My neighbours asked me to come round and look after their toddler for a few hours, while they went out to the movies. No big deal, I thought. Little bastard starts playing up, I’ll just try and convince it to watch the TV for a while. I’ll be sorted. I can handle this. Responsibility, yeah, no biggie.

I sat down and started watching Price Drop TV, where they were selling watches. The kid was sat on the sofa next to me. I couldn’t be arsed going through the ordeal of putting him to bed, and was waiting for him to fall asleep of his own accord, so I could masturbate into his mum’s knickers. He stared at the screen briefly. I turned to look at him as he rooted in his nose and pulled out a lime green wad of snot, which he stuffed in his mouth and swallowed. He didn’t even fucking care.

“That’s disgusting,” I scolded him. He began to cry.

Shit, I thought. I can’t let this become an ordeal. “No, I take it back,” I said. “It’s not disgusting. Pick your nose and eat the contents all you like.” He began to thrash his arms about and wail like I’d somehow deeply hurt his feelings.

“Do you want to watch Price Drop TV?” I asked. “Look at Price Drop TV! Look at the prices drop on those watches. Isn’t that exciting?”

“No,” he screamed, throwing the cushion at me. I was getting pissed off.

“Listen kid, there’s only so much of this I can take, until…” I said, feeling a bit like the Incredible Hulk. I could feel my temple beginning to pound and my muscles in my arms beginning to twitch.

“No!” he screamed louder, cutting me off.

I paused to try to compose myself, and failed. “LOOK AT THE FUCKING TV!” I roared back at him. “LOOK AT THE FUCKING TV! LOOK AT THE FUCKING TV! LOOK AT THE FUCKING TV!”

I wasn’t getting through to him. His cries were piercing my ears like crushed glass, and he was preparing to throw the remote control at me.

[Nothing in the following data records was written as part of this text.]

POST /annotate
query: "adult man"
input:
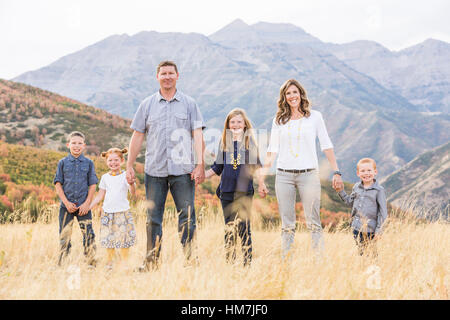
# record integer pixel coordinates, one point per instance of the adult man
(173, 124)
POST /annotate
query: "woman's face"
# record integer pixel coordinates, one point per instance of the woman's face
(236, 124)
(292, 96)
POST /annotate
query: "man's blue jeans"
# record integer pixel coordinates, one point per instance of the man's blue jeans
(182, 189)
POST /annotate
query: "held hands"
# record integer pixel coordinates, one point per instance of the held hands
(131, 178)
(198, 174)
(84, 208)
(71, 207)
(262, 190)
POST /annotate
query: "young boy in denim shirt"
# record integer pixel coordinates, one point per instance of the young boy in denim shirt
(75, 182)
(368, 201)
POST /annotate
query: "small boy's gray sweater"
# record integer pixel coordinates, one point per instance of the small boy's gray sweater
(369, 208)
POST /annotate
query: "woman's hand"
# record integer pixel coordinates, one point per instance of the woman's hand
(338, 185)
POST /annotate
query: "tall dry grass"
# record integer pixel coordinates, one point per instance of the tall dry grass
(413, 263)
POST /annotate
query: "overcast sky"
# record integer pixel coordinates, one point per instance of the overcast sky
(34, 34)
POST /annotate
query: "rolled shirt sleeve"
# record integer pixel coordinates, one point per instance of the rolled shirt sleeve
(382, 210)
(140, 117)
(324, 139)
(59, 176)
(92, 177)
(196, 117)
(274, 145)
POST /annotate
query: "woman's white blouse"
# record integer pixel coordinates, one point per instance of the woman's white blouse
(295, 142)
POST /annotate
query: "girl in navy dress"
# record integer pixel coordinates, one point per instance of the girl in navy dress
(237, 162)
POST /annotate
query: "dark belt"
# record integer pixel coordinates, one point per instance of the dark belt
(296, 171)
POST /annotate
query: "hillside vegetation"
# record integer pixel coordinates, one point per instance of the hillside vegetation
(34, 117)
(423, 183)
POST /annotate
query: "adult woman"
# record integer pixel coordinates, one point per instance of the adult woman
(293, 137)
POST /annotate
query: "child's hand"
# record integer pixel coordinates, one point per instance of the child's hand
(84, 209)
(71, 207)
(262, 190)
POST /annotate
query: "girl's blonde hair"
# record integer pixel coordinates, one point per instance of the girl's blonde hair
(366, 160)
(284, 110)
(119, 152)
(227, 138)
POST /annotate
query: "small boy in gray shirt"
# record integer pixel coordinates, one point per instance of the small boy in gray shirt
(368, 201)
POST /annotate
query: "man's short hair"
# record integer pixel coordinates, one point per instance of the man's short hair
(75, 134)
(366, 160)
(166, 63)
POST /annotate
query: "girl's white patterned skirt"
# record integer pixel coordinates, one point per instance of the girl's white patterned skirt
(117, 230)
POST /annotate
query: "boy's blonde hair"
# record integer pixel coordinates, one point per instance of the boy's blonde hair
(366, 160)
(119, 152)
(75, 134)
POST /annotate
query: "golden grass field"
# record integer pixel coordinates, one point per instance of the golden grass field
(413, 263)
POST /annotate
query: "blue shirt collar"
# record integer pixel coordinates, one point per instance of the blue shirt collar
(375, 185)
(175, 97)
(72, 158)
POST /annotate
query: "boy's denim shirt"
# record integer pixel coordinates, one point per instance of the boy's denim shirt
(369, 210)
(75, 176)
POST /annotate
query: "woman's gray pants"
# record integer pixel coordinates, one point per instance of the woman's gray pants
(308, 185)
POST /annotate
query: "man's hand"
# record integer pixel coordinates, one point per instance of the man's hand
(262, 190)
(71, 207)
(131, 178)
(198, 174)
(338, 185)
(84, 208)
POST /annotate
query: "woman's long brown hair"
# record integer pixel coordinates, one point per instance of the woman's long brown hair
(284, 110)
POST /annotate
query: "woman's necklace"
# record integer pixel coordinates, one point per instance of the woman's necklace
(291, 149)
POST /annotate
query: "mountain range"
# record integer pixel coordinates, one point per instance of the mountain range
(422, 184)
(390, 106)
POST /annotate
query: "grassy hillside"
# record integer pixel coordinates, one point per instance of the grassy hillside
(412, 263)
(423, 182)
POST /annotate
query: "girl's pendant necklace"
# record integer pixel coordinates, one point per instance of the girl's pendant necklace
(116, 174)
(291, 149)
(235, 162)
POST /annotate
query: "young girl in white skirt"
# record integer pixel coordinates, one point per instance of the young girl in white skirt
(117, 229)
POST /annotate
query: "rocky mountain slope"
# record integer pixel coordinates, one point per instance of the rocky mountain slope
(34, 117)
(422, 183)
(243, 66)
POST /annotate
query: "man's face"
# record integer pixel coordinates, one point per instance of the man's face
(167, 77)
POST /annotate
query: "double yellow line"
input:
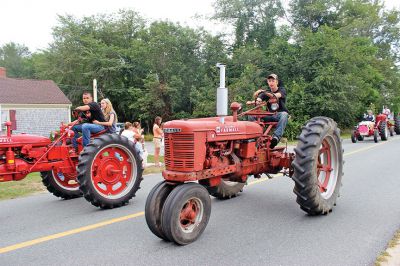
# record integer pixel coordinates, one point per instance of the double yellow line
(119, 219)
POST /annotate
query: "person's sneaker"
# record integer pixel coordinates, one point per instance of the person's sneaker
(274, 142)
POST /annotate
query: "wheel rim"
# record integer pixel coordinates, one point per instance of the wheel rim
(327, 167)
(191, 214)
(113, 171)
(66, 181)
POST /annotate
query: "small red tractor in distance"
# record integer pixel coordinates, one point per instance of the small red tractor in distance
(107, 172)
(382, 127)
(215, 156)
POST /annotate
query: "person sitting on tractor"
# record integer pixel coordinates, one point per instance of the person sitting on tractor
(369, 117)
(386, 111)
(281, 115)
(90, 111)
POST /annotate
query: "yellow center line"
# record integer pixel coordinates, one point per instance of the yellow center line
(70, 232)
(124, 218)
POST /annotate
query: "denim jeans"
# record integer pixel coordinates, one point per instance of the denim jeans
(280, 117)
(86, 129)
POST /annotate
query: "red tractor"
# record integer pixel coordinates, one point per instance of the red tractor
(215, 156)
(397, 124)
(382, 127)
(107, 172)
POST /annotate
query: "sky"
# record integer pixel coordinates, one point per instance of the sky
(30, 22)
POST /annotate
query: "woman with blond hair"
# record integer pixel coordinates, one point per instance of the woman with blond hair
(157, 137)
(109, 115)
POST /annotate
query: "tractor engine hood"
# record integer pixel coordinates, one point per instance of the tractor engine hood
(23, 139)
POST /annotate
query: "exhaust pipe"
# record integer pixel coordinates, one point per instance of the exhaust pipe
(222, 95)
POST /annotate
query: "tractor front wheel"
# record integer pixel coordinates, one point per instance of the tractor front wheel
(154, 205)
(109, 171)
(318, 166)
(226, 189)
(186, 213)
(61, 185)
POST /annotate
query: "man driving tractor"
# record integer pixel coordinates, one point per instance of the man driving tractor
(276, 102)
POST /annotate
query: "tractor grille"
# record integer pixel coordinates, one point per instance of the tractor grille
(179, 151)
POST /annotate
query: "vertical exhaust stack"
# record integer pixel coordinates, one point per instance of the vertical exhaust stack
(222, 95)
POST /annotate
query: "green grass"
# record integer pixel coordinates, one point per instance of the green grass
(14, 189)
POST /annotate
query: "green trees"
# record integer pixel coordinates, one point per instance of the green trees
(16, 58)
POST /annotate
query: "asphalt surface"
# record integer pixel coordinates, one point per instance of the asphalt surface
(262, 226)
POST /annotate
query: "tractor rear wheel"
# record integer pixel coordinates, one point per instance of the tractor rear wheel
(154, 205)
(353, 137)
(109, 171)
(318, 166)
(226, 189)
(186, 213)
(383, 130)
(61, 185)
(397, 125)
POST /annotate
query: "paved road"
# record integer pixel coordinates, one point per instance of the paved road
(263, 226)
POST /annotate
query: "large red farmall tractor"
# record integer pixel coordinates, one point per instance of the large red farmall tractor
(107, 172)
(382, 127)
(215, 156)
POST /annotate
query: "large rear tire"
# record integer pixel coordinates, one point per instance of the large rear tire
(154, 205)
(318, 166)
(61, 185)
(109, 171)
(383, 130)
(186, 213)
(226, 189)
(397, 125)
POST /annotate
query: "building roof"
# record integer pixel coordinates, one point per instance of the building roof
(29, 91)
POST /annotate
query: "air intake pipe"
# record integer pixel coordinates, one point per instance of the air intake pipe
(222, 95)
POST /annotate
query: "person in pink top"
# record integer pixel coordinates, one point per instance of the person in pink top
(157, 137)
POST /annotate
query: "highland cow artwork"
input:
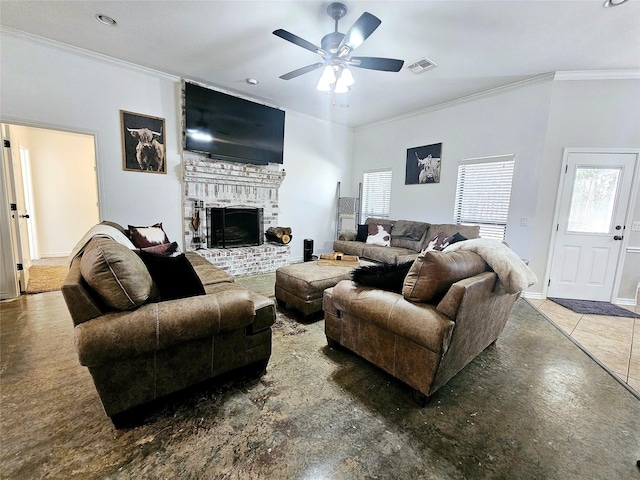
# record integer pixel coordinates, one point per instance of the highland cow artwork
(423, 164)
(143, 143)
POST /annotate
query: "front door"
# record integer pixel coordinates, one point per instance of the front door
(594, 199)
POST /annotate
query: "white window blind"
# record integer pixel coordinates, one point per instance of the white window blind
(483, 194)
(376, 194)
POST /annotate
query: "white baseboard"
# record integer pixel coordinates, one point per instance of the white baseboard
(629, 302)
(55, 255)
(534, 295)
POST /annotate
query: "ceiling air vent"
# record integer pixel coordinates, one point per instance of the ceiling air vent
(422, 66)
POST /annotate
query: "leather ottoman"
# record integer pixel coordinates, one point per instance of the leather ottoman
(301, 285)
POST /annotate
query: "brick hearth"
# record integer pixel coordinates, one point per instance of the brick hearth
(224, 184)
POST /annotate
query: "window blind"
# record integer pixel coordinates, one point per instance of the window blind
(376, 194)
(483, 194)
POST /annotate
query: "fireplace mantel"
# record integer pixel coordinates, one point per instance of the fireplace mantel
(223, 184)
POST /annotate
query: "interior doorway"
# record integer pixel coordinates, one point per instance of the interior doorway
(51, 178)
(591, 217)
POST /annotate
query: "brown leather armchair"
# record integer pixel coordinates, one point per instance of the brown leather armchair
(138, 348)
(451, 308)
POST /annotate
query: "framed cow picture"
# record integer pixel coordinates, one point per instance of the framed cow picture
(143, 143)
(423, 164)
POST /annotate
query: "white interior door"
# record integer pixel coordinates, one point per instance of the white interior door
(9, 286)
(594, 199)
(19, 213)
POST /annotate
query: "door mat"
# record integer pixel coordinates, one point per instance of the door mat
(591, 307)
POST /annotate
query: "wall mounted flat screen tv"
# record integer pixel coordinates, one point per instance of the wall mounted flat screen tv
(232, 128)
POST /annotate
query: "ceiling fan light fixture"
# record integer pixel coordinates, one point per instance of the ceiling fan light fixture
(323, 86)
(340, 87)
(328, 75)
(346, 78)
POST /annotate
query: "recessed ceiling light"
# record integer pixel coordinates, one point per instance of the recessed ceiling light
(106, 19)
(613, 3)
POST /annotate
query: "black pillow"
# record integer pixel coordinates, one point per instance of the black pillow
(385, 276)
(456, 237)
(363, 232)
(174, 276)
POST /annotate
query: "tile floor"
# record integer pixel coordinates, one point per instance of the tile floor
(615, 341)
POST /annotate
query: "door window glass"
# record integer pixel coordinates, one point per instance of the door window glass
(593, 200)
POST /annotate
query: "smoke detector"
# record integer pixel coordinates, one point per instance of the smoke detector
(422, 66)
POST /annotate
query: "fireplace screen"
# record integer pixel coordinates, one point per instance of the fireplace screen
(229, 227)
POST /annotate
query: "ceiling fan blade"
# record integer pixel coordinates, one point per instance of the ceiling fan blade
(358, 33)
(301, 71)
(377, 63)
(301, 42)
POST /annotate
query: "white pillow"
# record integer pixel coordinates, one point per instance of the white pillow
(381, 237)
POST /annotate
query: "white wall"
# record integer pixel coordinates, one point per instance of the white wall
(508, 121)
(65, 192)
(46, 85)
(534, 121)
(317, 155)
(590, 113)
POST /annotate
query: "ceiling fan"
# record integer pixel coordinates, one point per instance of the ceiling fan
(336, 49)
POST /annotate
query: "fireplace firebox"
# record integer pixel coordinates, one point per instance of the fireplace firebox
(229, 227)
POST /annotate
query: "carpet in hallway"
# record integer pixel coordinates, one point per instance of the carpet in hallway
(534, 406)
(46, 278)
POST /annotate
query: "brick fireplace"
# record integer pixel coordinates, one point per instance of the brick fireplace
(217, 183)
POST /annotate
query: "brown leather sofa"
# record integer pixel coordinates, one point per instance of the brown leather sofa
(407, 239)
(138, 347)
(452, 307)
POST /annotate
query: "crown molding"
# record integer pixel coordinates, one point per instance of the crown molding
(467, 98)
(628, 74)
(65, 47)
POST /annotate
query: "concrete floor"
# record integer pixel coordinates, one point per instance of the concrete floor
(533, 407)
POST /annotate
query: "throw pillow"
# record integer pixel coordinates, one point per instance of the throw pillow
(175, 277)
(363, 232)
(433, 273)
(379, 234)
(441, 241)
(143, 237)
(116, 274)
(409, 229)
(456, 237)
(164, 249)
(385, 276)
(438, 243)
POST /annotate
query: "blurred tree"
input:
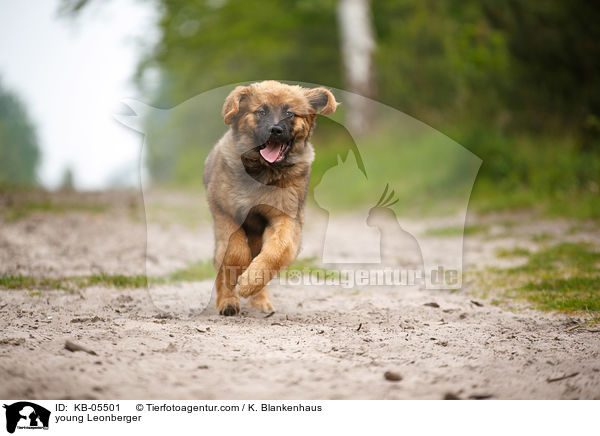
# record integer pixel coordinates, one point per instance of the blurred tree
(19, 153)
(555, 46)
(67, 181)
(358, 45)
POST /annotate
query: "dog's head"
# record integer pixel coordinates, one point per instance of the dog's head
(272, 121)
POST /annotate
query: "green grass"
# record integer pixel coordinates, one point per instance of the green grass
(22, 210)
(118, 281)
(564, 277)
(514, 252)
(581, 257)
(456, 231)
(568, 295)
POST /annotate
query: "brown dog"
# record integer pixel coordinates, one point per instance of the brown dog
(256, 178)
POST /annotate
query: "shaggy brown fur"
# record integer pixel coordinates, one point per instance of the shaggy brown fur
(256, 178)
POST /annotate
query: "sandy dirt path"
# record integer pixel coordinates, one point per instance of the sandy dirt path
(323, 342)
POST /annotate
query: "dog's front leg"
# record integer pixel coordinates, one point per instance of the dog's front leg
(281, 241)
(232, 256)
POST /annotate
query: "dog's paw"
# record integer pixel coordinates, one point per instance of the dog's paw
(229, 306)
(261, 301)
(250, 282)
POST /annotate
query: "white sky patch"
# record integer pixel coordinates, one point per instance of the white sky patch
(72, 74)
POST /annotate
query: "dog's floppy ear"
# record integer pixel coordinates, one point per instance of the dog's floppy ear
(321, 100)
(232, 102)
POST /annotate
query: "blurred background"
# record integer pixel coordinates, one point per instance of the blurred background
(514, 82)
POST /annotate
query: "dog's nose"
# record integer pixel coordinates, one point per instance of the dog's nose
(276, 130)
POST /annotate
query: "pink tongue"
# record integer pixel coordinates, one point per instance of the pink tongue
(271, 151)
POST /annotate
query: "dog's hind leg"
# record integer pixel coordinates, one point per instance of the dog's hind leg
(232, 256)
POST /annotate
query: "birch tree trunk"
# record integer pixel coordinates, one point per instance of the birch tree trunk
(358, 43)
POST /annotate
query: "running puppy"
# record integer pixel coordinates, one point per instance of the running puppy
(256, 179)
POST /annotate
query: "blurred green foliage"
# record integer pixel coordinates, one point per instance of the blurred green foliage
(19, 153)
(515, 82)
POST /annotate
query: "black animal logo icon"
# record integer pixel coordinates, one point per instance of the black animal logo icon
(26, 414)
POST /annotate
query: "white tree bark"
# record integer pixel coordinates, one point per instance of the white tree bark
(358, 44)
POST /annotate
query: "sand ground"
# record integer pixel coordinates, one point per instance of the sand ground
(322, 342)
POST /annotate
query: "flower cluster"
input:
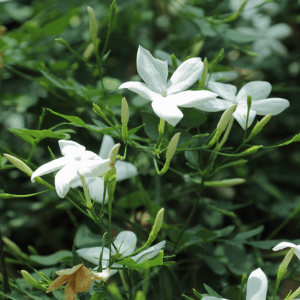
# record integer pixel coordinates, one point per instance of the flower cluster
(167, 96)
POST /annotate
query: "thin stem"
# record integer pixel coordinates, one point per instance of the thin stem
(146, 282)
(3, 264)
(191, 213)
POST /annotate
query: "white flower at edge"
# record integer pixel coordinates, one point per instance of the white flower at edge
(75, 160)
(267, 37)
(283, 245)
(258, 90)
(95, 185)
(126, 244)
(257, 286)
(166, 95)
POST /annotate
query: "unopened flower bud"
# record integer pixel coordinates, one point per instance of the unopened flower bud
(124, 112)
(18, 164)
(226, 117)
(62, 42)
(93, 25)
(114, 290)
(31, 281)
(113, 154)
(88, 52)
(140, 295)
(172, 147)
(259, 126)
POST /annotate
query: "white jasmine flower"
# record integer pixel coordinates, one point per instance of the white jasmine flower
(258, 90)
(95, 185)
(166, 95)
(257, 286)
(284, 245)
(267, 37)
(75, 160)
(126, 244)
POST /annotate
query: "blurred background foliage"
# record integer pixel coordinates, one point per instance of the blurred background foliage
(37, 71)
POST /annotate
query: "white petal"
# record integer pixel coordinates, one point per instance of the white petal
(126, 242)
(89, 155)
(240, 115)
(49, 167)
(256, 89)
(149, 253)
(262, 48)
(141, 89)
(270, 105)
(280, 31)
(257, 285)
(94, 168)
(225, 91)
(284, 245)
(224, 76)
(95, 186)
(153, 71)
(167, 111)
(191, 98)
(262, 22)
(106, 146)
(212, 298)
(125, 170)
(64, 178)
(93, 254)
(278, 47)
(185, 75)
(70, 148)
(215, 105)
(76, 182)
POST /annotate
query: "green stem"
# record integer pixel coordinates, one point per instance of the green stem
(191, 213)
(3, 264)
(146, 282)
(282, 224)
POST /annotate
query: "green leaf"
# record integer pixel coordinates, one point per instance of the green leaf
(296, 138)
(250, 150)
(151, 122)
(215, 265)
(132, 264)
(52, 259)
(99, 296)
(249, 234)
(9, 196)
(206, 28)
(222, 211)
(22, 135)
(236, 36)
(211, 291)
(192, 117)
(175, 236)
(85, 238)
(205, 234)
(199, 296)
(42, 134)
(79, 122)
(134, 130)
(76, 258)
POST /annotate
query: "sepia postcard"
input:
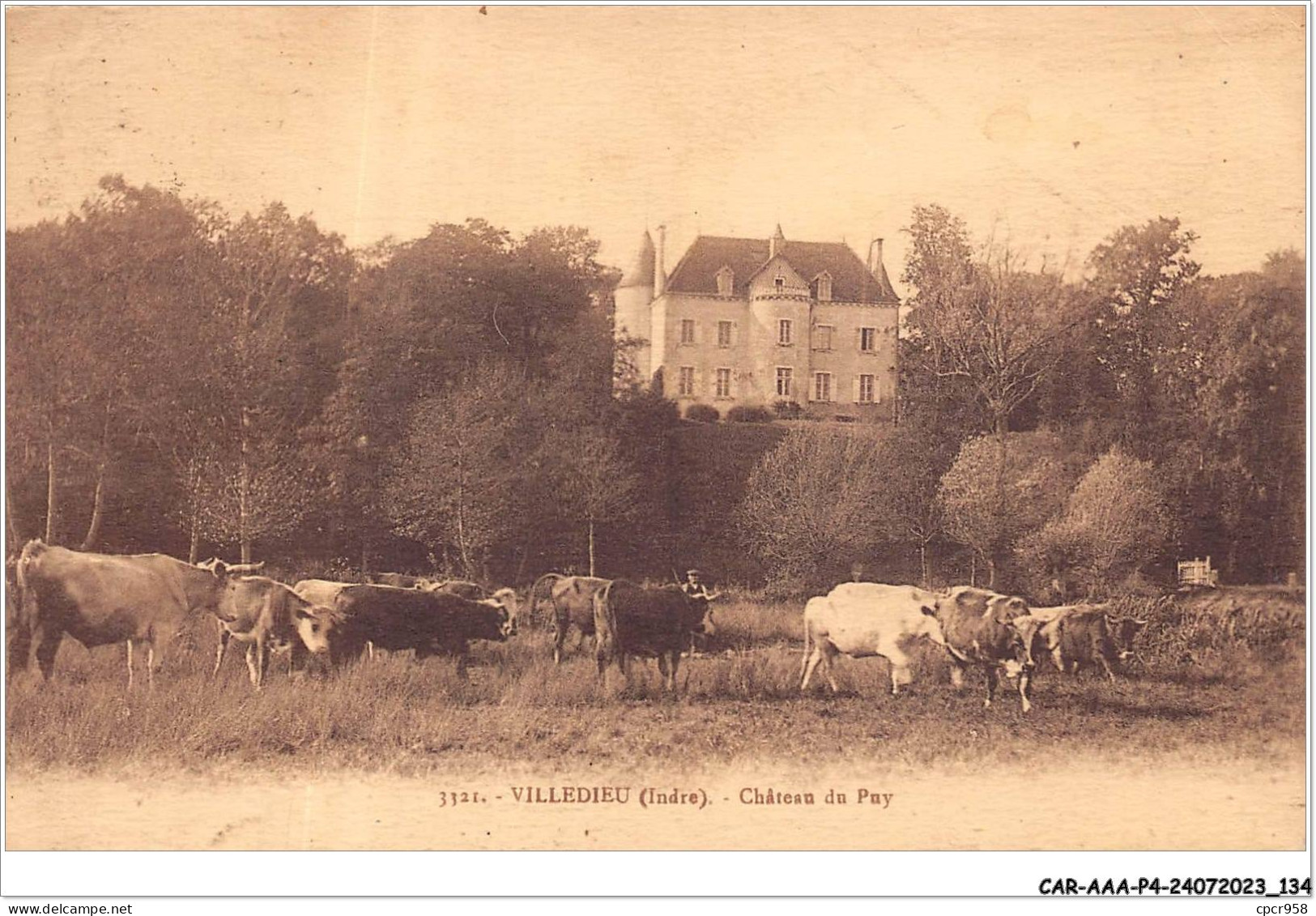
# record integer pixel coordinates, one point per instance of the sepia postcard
(852, 429)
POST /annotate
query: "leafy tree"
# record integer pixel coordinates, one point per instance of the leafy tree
(284, 283)
(1115, 522)
(1139, 274)
(810, 507)
(593, 479)
(907, 499)
(996, 332)
(454, 484)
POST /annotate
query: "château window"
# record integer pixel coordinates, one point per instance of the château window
(823, 386)
(783, 381)
(686, 386)
(867, 389)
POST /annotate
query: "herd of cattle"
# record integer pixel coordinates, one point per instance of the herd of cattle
(147, 599)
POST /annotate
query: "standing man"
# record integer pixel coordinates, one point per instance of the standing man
(694, 587)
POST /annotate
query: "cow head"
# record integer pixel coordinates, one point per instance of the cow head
(701, 615)
(501, 624)
(220, 570)
(315, 625)
(505, 599)
(1025, 631)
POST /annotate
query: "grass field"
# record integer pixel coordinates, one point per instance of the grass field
(1224, 694)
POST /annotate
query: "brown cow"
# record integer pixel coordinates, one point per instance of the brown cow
(656, 623)
(570, 602)
(993, 631)
(266, 615)
(1086, 635)
(429, 623)
(100, 599)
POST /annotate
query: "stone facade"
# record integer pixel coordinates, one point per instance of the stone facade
(762, 322)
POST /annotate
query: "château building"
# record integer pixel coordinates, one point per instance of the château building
(758, 322)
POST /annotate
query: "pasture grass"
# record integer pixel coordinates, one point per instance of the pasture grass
(740, 701)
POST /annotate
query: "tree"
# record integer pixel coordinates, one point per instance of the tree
(95, 309)
(284, 288)
(453, 486)
(1139, 274)
(907, 499)
(810, 507)
(991, 498)
(1115, 522)
(996, 332)
(593, 480)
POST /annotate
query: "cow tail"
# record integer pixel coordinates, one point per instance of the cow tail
(23, 620)
(804, 663)
(604, 623)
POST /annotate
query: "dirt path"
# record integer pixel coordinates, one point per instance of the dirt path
(1151, 804)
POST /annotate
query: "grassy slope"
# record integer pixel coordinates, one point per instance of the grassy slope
(740, 705)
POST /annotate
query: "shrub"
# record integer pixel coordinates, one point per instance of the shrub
(1115, 522)
(703, 414)
(810, 507)
(741, 414)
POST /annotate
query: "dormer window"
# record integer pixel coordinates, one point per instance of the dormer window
(726, 282)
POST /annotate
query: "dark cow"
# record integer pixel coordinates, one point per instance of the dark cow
(429, 623)
(1086, 635)
(266, 615)
(100, 599)
(993, 631)
(656, 623)
(569, 600)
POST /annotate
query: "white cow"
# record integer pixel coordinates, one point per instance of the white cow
(862, 619)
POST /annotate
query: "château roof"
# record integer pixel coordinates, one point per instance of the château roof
(641, 271)
(850, 278)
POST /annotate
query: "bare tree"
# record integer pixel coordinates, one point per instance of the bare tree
(454, 482)
(810, 505)
(596, 484)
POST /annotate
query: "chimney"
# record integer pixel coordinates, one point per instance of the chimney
(659, 269)
(874, 263)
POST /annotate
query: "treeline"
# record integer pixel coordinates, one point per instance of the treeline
(1063, 437)
(187, 381)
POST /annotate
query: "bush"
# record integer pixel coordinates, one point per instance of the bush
(1114, 526)
(703, 414)
(741, 414)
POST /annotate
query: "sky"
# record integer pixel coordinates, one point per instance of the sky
(1042, 126)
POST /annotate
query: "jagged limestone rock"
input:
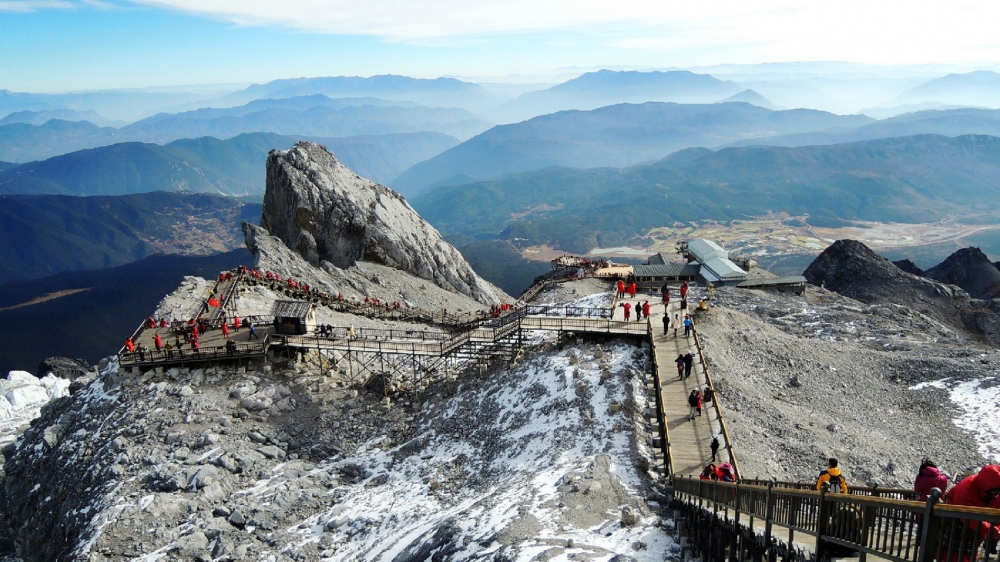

I stood upright and grabbed the toddler by the hair, dragging him over to the glass screen. “SHUT UP AND WATCH THE FUCKING TELLY!” I yelled down his earhole. He kicked and bawled, winding me up no fucking end.

I lifted up the television with a heave. It was probably a 50-inch big box of a TV, and it was a relief to finally let go of it above the infant, silencing his shrieks.

I lifted up the TV and looked at the kid. He was out cold, and was a bit of a wreck; his head was caved in, his skull opening into the pinky-grey fleshiness of his brain. It was a bit difficult to find his face, because his head was on backwards, a very visible twist in his neck. It wasn’t pretty – I guess the corner had hit him in the eye, because it seemed missing. A steady flow of blood had taken its place. The kid didn’t look good.

I stood up to look at his 2-foot-6 body. Shit. Motherfucking parents’ll be back soon. Shit.

You know how you put one lie on top of another lie and it causes all sorts of problems? Yeah, I burnt their house down.